The boy, formerly known in his homeland as Marr, looked out the window blurry. The slave trader who helped me dive into this country - he was under attack by the sub, will he be all right? He seemed like a good man for trading slaves or something - so he was given a pseudonym to hide his identity. After Lord Holbeck hid him, he was told to give him another name in case. But the boy couldn't get used to the name. I didn't think a child called by that name existed. I couldn't even be sure that I existed.

(Marr is not here anymore. The kid died that night, with his father, his mother, his brothers, in that country. So, who's here? Is that the ghost of Marr who died that night? Or is it a newborn baby who knows nothing? I don't know anything. All I was given was knowledge I heard from someone else or written in a book. I've never seen it with my own eyes, heard it myself, took it in my hand and found out. Who the hell am I? What the hell am I living for?

(I was told to forget about that country. I can't let you learn about this country. So what the hell am I supposed to know and live for!?

It was a strong sense of nothingness that was eroding the boy's heart. He suffered the tragedy of a family massacre at a time of many feelings: eleven years old. The wound to his heart was so great that Sir Holbeck forbade him to think about his homeland that he would never look back on the tragedy until the wound was healed. From Sir's point of view, there must have been more to learn for a new life than looking back at the sad past.

But Sir Holbeck had forgotten. When I once asked myself who I was and what I lived for - the time of puberty.

The tragedy in his homeland, of course, greatly broke the boy's heart.
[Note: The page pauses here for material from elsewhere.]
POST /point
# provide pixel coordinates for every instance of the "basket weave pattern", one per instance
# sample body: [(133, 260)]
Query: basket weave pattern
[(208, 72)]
But other than that, until then, he was denied himself and forbidden from social study to shape his new self - from the Sir's point of view, it was an essential procedure to hide from the eyes of others - so that the boy was suffering from the loss of his identity.

In the eyes of the boy, who was looking out blurred, a man with a large luggage could be seen coming in with a general gate open for servants. Open the door that has been locked ever since the boy came to this mansion. The man with the luggage hated the hassle of locking one thing at a time, and walked straight to the wingman with the big luggage. Now the door is open. I can go outside now. Now I can find out outside. Now... now... now... now...

The boy left the room behind so that he could be manipulated by flutter and something.